Pierre Tartakowsky : « l’immense conjuration des imbéciles »

Dans son éditorial paru dans le numéro de septembre de LDH Info, le bulletin mensuel de la Ligue des droits de l’Homme, Pierre Tartakowsky, président de la Ligue des droits de l’Homme, revient sur l’affaire du film sur l’Islam et les caricatures parue par la suite dans le journal Charlie Hebdo. Il en livre une analyse intéressante.

Nous essuyons d’étranges tempêtes. Des récits pleins de bruit, de fureur, qu’un idiot raconte. Et qui n’ont pas de sens, pour reprendre les mots désabusés de Macbeth. Modernes Prospero, nos médias prennent plaisir et avantage à agiter des rideaux de brumes et d’angoissantes figures, plaçant le Nord au Sud et l’endroit à l’envers. Mais contrairement au drame de Shakespeare, l’épilogue, bien qu’encore non écrit, pourrait être tragique.

Revenons un peu en arrière. Un crétin islamophobe met en ligne un film dont l’indigence le dispute à la vulgarité ; d’autres crétins sautent sur l’occasion pour tenter de rameuter les foules ; un ambassadeur américain est tué dans des conditions qui évoquent davantage la préméditation et l’organisation d’un commando que le débordement d’une foule en colère. Dans le monde, quelques milliers de gens défilent, ici on hurle, là on brûle un drapeau… Quelques centaines de millions de musulmans se sentent agressés, d’ailleurs à juste titre, mais se gardent bien de suivre les crétins qui menacent le crétin. Sur ces entrefaites, d’autres boutefeux, dont le métier est la satire, publient des dessins dont le seul résultat objectif est de faire la course entre crétins. On pourrait croire que la presse non satirique calmerait le jeu, eh bien non. Un grand journal du soir appâte le chaland à coups de titres racoleurs, « Le monde de l’Islam s’embrase », et le gouvernement, Président et Premier ministre en tête, se sent obligé de voler au secours de la liberté d’expression, qu’on ne savait pas tant menacée…

Et chacun de se voir sommé de prendre position sur ce qui n’aurait jamais dû cesser d’être un mauvais fait divers. Pour l’heure, la seule valeur menacée dans cette affaire, c’est l’intelligence. Charlie Hebdo a certes « le droit » de critiquer l’islam, les fondamentalistes, les musulmans et les garçons coiffeurs. Les partisans de la liberté d’expression ont tout à fait le droit de souligner que l’islam est très loin de se résumer aux fondamentalismes et que les musulmans sont dans notre société – mais pas seulement – plus facilement pris pour cibles que les garçons coiffeurs. De même peut-on souligner que la provocation – même de droit – n’est pas vertu, et qu’elle peut finir par faire d’étranges compagnons de lit. Nos caricaturistes auront beau jeu de protester de leur distance avec la proposition de Marine Le Pen d’expulser tous les fondamentalistes ; mais force est de constater que le leader du Front national se contente – trop facile, vraiment ! – de ramasser le pot auquel ils ont largement donné.

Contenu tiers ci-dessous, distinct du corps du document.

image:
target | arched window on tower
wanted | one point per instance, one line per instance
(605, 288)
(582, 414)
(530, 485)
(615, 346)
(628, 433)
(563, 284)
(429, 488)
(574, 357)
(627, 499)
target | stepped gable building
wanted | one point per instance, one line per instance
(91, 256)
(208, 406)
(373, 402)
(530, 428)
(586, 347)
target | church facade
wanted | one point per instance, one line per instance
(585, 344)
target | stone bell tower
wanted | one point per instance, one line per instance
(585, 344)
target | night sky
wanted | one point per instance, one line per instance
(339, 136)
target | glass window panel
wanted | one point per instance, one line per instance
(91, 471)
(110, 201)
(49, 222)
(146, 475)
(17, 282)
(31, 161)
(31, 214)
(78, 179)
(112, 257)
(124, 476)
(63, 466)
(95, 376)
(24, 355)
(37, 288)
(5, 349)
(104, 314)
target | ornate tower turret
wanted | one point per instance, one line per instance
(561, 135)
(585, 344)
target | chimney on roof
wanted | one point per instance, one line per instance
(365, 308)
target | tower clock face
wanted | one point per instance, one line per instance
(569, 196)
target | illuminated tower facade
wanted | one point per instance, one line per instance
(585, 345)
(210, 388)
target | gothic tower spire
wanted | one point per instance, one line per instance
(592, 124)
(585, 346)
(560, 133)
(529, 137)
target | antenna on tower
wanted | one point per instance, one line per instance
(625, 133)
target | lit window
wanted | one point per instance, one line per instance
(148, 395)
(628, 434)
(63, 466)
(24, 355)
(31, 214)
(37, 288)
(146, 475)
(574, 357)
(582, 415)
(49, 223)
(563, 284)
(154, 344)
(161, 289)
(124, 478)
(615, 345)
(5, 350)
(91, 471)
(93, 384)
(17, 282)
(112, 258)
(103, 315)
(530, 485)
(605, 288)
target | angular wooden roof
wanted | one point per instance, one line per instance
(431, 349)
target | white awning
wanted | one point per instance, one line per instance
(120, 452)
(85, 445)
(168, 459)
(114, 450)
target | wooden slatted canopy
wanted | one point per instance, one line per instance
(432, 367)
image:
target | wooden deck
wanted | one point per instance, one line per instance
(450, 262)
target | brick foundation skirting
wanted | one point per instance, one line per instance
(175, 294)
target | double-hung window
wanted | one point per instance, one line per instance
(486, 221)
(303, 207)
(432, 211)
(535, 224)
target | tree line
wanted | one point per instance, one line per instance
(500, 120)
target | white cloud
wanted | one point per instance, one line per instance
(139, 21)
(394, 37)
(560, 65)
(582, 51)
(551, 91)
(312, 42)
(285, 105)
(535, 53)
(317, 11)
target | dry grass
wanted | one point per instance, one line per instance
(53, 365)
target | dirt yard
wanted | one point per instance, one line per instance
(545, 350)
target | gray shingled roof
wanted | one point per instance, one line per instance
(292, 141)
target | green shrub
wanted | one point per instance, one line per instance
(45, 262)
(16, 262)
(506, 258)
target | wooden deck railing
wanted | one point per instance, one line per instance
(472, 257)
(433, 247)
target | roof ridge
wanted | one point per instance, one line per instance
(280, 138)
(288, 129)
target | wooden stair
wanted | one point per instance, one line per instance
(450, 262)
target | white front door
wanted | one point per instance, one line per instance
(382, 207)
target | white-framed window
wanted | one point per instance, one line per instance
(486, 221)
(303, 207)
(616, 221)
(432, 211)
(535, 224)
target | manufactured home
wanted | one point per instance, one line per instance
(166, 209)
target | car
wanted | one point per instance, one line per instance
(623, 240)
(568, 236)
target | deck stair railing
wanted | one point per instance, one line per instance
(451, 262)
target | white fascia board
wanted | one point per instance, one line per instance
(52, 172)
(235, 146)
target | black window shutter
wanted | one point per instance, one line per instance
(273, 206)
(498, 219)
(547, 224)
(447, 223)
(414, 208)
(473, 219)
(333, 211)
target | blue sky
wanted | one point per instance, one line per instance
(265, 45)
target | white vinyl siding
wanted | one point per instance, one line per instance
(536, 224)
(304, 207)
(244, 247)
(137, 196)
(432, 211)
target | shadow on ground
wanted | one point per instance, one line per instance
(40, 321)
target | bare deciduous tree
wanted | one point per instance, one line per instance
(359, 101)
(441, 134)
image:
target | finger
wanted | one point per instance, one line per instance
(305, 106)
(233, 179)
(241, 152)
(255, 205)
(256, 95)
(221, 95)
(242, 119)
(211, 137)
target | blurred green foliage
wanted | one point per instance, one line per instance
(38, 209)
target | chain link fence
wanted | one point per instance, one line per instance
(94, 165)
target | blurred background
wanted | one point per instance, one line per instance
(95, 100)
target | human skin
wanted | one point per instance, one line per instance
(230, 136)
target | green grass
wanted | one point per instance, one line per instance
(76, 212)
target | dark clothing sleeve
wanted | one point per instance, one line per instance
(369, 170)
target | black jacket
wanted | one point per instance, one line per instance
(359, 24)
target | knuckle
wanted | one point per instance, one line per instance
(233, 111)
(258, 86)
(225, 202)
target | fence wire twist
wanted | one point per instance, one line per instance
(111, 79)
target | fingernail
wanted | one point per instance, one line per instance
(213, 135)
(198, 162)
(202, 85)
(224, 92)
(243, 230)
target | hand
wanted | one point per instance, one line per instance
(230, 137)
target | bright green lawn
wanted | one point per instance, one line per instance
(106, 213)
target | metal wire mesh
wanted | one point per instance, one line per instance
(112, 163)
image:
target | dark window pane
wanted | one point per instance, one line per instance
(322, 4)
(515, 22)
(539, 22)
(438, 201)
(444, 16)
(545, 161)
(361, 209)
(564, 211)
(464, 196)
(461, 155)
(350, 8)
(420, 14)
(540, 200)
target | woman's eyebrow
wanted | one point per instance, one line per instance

Le gouvernement, dans ce contexte agité de coupables confusions, a décidé d’interdire les manifestations de protestation au motif d’éviter l’expression publique de la haine. Mais le message que porte cette décision risque d’être compris ainsi : les musulmans de notre pays sont « à part », et doivent être traités comme tels. La déclaration du Premier ministre demandant à ce qu’on « n’importe pas » dans notre pays des « conflits étrangers » donne une fois encore la mesure du déni opposé, volontairement ou non, aux millions de Français qui se reconnaissent peu ou prou dans la foi islamique. Souhaite-t-on réellement les interdire d’espaces publics, les renvoyer à des sphères obscures et qui – trop souvent – se révèlent obscurantistes ?

La France a plus que jamais besoin de débattre avec elle-même de la place, du rôle, des droits de celles et ceux qu’elle considère encore et à tort comme des étrangers alors qu’ils sont, au plus profond de la réalité républicaine, une part d’elle-même. Sauf à accepter de s’inscrire dans sa transformation en caricature.